Lawyer said the ruling relies on “voodoo science” and his client is being made a scapegoat for a rash of positives by a long list of trainers.
by Bill Finley
A rash of positives in 2016 for Glaucine caused obvious headaches for the regulatory arm of the racing industry, which was faced with dealing with a new drug that had never before come across its radar screen and quite likely was the result of environmental contamination. The New York Gaming Commission set out to tackle the problem and in February issued a set of guidelines and rulings. But at least one trainer and one attorney are anything but satisfied with the end results.
Of all the trainers who had Glaucine positives, a long list that includes prominent names such as Ron Burke, Julie Miller, Linda Toscano, Mark Ford and three thoroughbred trainers, only Richard Johnson has been issued a suspension. The reason he was singled out is that his horse, Rubber Duck, was the only one to test above a line drawn in the sand by the Gaming Commission: one nanogram per milliliter. Johnson’s attorney Drew Mollica said the ruling against his client was based on “voodoo science” and that his client was being made into a scapegoat.

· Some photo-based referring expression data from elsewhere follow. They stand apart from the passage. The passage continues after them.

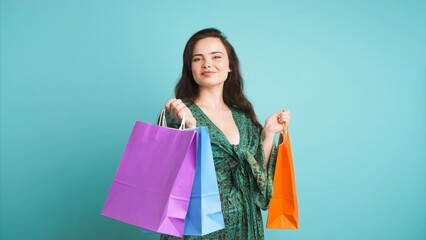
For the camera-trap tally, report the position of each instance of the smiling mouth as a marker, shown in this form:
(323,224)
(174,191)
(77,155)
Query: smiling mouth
(207,73)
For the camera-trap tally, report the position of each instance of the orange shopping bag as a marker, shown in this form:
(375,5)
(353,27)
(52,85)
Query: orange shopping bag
(283,210)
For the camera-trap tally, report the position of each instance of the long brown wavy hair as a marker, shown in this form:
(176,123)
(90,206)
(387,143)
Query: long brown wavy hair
(233,89)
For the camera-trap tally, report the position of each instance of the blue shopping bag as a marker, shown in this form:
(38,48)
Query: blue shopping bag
(204,212)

“The only guy they’re going to hang is poor Richard Johnson,” Mollica said.
According to a New York Gaming Commission press release, Glaucine is a “potent drug with the potential to affect race performance” and it affects can include “anti-inflammatory, antitussive, bronchodilatory and hallucinogenic properties.” While that may seem to make Glaucine something trainers may be tempted to use to gain an edge, the Gaming Commission admitted that the drug “May be naturally found in wood shavings used to line horses’ stalls.”
The “was it environmental contamination or doping?” conundrum made the Glaucine cases anything but simple. The Gaming Commission’s way of dealing with the complexities of the issue was to establish three threshold levels when is came to meting out punishments.

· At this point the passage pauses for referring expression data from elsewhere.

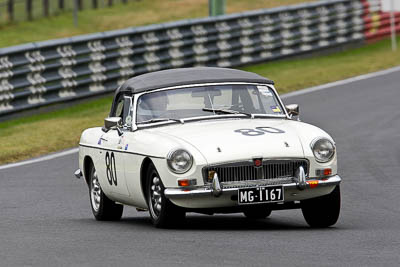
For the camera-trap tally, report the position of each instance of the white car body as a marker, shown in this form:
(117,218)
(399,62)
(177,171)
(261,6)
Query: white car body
(211,141)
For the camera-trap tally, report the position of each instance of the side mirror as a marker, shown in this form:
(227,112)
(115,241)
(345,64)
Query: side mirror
(111,122)
(293,110)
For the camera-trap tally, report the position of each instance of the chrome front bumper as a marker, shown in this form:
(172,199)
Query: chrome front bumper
(205,196)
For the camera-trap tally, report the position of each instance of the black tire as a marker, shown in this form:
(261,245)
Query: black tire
(257,212)
(103,208)
(163,213)
(321,212)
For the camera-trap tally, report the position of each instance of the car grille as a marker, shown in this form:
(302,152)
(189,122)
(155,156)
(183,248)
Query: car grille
(278,171)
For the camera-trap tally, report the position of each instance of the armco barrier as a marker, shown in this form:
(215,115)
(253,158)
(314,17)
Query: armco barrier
(377,23)
(41,73)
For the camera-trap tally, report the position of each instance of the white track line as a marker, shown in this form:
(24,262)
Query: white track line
(296,93)
(44,158)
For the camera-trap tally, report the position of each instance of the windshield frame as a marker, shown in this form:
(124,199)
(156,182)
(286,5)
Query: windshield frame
(211,116)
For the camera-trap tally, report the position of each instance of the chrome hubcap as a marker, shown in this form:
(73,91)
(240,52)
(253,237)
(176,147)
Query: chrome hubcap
(155,197)
(95,192)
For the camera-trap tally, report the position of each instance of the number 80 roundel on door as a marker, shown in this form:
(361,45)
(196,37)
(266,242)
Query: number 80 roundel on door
(111,171)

No penalties were handed out for any horse testing under the level of 500 picograms per milliliter. Eleven of the 55 positive exceeded the next threshold, and those horses were disqualified and the purse money was forfeited. The final level was the one nanogram per milliliter mark, and the Johnson-trainee Rubber Duck was the only horse to test above that level. He did so twice.
Mollica said the Commission suspended Johnson for 75 days and fined him $3,000, but would reduce the penalties to 45 days and $1,500 if he did not appeal. Johnson has appealed.

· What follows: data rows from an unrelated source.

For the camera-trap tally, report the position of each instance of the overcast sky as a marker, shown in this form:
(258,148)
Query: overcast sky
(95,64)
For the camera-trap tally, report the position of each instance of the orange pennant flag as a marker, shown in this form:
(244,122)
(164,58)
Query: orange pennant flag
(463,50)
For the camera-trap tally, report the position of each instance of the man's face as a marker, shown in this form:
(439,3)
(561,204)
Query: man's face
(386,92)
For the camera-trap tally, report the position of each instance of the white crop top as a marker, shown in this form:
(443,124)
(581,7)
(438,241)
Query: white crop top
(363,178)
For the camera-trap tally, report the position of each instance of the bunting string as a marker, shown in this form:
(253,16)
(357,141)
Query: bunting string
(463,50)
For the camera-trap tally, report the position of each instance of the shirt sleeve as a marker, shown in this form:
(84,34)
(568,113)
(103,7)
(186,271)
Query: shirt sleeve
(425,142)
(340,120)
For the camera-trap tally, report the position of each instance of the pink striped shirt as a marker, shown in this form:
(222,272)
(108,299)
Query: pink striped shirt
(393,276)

“The Gaming Commission has said that we have, in conjunction with the Racing Medication and Testing Consortium, adopted a new rule, that based on our studies if you are over one nanongram the horses didn’t get this from contamination but was injected purposely,” Mollica said. “So with the other 54 guys they did nothing wrong and it was contamination, but not so with Richard Johnson and only Richard Johnson. They admit that Glaucine comes from wood chips and they say we studied the matter for years. Now, here’s where we draw the line and after the game of musical chairs the only guy left without a chair is Richard Johnson.”
Mollica will press forward with his case, which will begin with an appeal hearing before a Gaming Commission hearing officer. He said he will base his defense on his contention that there is no science behind the threshold levels or anything to back up what he sees as the random nature of drawing a line at one nanogram. He cites a legal term known as “the Frye standard,” which, he says, must be adhered to in court when the issue is the admissibility of scientific evidence. The Frye standard provides that expert opinion based on a scientific technique is admissible only where the technique is generally accepted as reliable in the relevant scientific community.
“The rule of law is when you promote science it can’t be voodoo, it can’t be joke science,” he said. “The New York Gaming Commission is saying that in conjunction with the RMTC we’ve now established these thresholds. But they don’t cite any science, any peer review science or any scientific tests approved by the scientific community.
“Richard Johnson is a scapegoat for what is clearly a problem they needed a way to get around. They had 55 positives, so what were they going to do, get rid of Burke, Ford, Julie Miller? You might as well just gut the sport.”
Johnson had two other horses, World Cup and Canbec Kingkazimir, test positive for Glaucine but they were under the one nanogram level.
It is rare for anyone challenging a Gaming Commission ruling to win on appeal. Mollica said that if his appeal fails he will take the matter to an appellate court.